Despite the fact that emergency contraception, also known as the morning-after pill, has been available since 2003, many teens still face barriers to obtaining the medication, a safe and effective way to prevent up to 74 percent of pregnancies following the failure of birth control or after unprotected sex.
A new study in the Journal of Adolescent Health finds that pharmacy staff frequently give teens misleading or incorrect information about emergency contraception that may prevent them from getting the medication.
"I was having lots of teenagers telling me weird things about emergency contraception prescriptions," says lead study author Tracy Wilkinson, M.D., a pediatrician at the Children's Hospital of Los Angeles. She says that pharmacies might refuse to fill a prescription, confiscate a written prescription or even deny that an electronic prescription had been sent.
This led Wilkinson to investigate just what was happening at pharmacies when teens tried to purchase emergency contraception. Female researchers, posing as 17-year-old teens, called over 940 pharmacies in Nashville, Philadelphia, Cleveland, Austin, and Portland, Oregon and asked pharmacy staff basic questions about emergency contraception, including its availability, age requirements and confidentiality.
At the time of the study, the emergency contraception brand Plan B One Step was legally available to any person 17 years of age or older without a prescription, but was kept behind the pharmacy counter for purchase with a photo ID. Other brands of emergency contraception, including a generic form, were available by prescription for all teens and women.
"About 20 percent of the pharmacy staff said that, because the callers identified themselves as teens, the callers couldn't get [emergency contraception] at all.

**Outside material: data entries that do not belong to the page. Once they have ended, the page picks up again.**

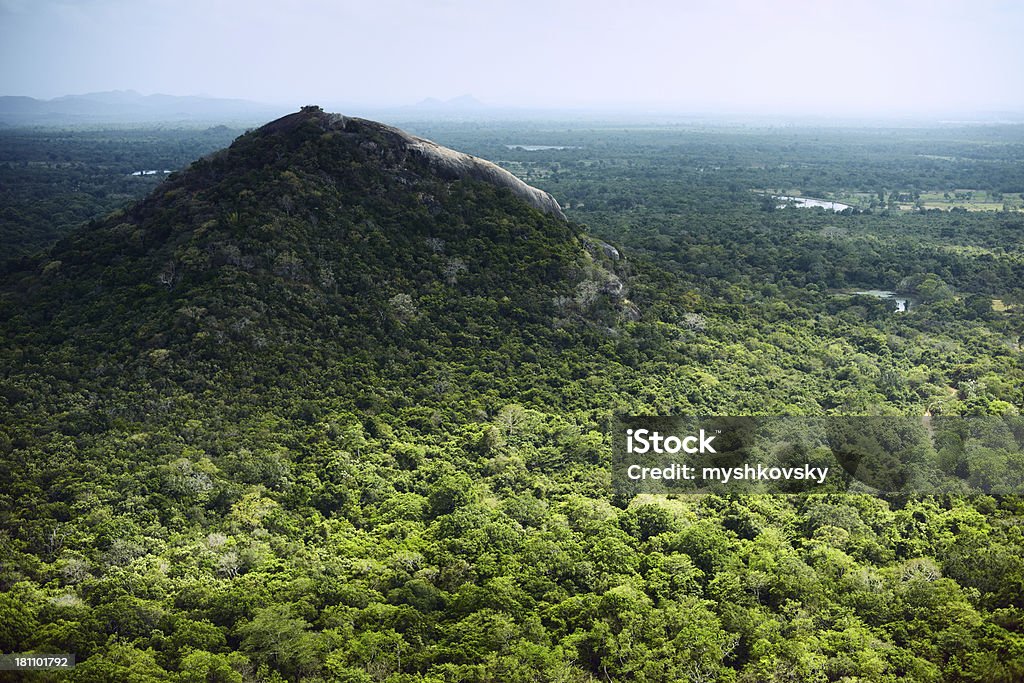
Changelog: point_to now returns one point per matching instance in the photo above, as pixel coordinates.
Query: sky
(786, 56)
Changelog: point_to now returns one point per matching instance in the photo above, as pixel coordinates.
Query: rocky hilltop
(444, 162)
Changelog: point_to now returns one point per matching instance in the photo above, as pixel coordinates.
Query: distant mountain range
(130, 107)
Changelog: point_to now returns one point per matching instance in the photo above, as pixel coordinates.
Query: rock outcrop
(444, 162)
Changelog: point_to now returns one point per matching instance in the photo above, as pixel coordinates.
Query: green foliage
(311, 413)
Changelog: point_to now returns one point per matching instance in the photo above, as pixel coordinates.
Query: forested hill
(332, 404)
(326, 232)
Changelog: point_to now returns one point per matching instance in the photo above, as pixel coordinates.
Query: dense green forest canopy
(308, 412)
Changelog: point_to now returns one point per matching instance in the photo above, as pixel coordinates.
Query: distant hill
(129, 107)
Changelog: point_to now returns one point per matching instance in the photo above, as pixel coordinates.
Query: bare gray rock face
(444, 162)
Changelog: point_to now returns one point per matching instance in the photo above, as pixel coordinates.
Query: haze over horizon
(854, 58)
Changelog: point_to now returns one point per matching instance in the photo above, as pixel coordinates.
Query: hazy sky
(688, 55)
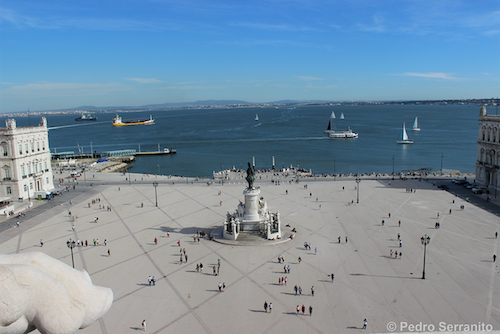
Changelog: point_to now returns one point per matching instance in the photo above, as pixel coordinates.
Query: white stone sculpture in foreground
(39, 292)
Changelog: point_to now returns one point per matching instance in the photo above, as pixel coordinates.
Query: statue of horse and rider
(250, 176)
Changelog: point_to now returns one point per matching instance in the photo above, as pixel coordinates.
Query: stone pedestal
(251, 205)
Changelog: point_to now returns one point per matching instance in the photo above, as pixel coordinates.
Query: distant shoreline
(223, 105)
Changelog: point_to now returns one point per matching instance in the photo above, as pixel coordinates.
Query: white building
(488, 151)
(24, 160)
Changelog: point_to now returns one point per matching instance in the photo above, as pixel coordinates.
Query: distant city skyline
(59, 54)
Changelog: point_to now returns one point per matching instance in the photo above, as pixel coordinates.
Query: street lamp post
(425, 241)
(441, 163)
(155, 184)
(393, 167)
(71, 244)
(358, 180)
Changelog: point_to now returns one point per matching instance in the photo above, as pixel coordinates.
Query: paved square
(461, 285)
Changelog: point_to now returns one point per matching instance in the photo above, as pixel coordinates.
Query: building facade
(488, 151)
(24, 160)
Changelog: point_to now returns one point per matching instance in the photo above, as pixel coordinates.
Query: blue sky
(63, 54)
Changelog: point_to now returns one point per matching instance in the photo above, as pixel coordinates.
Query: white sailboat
(405, 139)
(415, 125)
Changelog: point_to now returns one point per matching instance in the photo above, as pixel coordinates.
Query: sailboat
(330, 123)
(405, 139)
(415, 125)
(334, 133)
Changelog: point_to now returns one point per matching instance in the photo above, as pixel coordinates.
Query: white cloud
(431, 75)
(144, 80)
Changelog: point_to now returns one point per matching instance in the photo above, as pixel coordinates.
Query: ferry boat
(86, 117)
(118, 121)
(342, 134)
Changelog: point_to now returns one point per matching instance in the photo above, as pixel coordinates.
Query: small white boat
(415, 125)
(343, 134)
(405, 139)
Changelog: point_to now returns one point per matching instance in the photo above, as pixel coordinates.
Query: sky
(64, 54)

That's completely incorrect," says Wilkinson. "Of the remaining 80 percent of respondents, about half of them got the exact age requirement correct and half of them did not."

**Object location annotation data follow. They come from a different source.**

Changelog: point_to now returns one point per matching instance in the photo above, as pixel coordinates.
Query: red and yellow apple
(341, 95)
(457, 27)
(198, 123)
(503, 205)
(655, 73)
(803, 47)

Additionally, the study found that pharmacy staff often cited ethical reasons, such as institutional policies and personal religious beliefs, for not stocking or dispensing emergency contraception. Pharmacy staff often inaccurately told callers a parent or legal guardian would need to accompany the teen to pick up the medication, or that an older friend or boyfriend couldn't buy the prescription for them.
The federal laws governing the dispensing of emergency contraception have changed since the study was published -- and have become even more confusing, says Wilkinson. As of July 2013, Plan B One Step is now legally available over the counter to anyone of any age, and no photo ID is necessary. Other brands are either available to teens 17 or older at the pharmacy counter without a prescription, or to teens of any age with a prescription. One brand is available only by prescription, regardless of age.
Cora Collette Breuner, M.D., a pediatrician and member of the Committee for Adolescents of the American Academy of Pediatrics says, "Every time I go into a pharmacy, I see if Plan B is there without age restriction. And half of the time -- or maybe even 80 percent of the time -- it's not. That's against the law."
Breuner says that one of the best ways for teens to avoid problems at pharmacies is to get an advance prescription for the generic form of emergency contraception from their pediatrician or clinic and get it filled.
Wilkinson echoes this advice: "I try to emphasize that teens should have emergency contraception at home, just like they have Tylenol for a headache -- don't wait until you need it to try and go get it."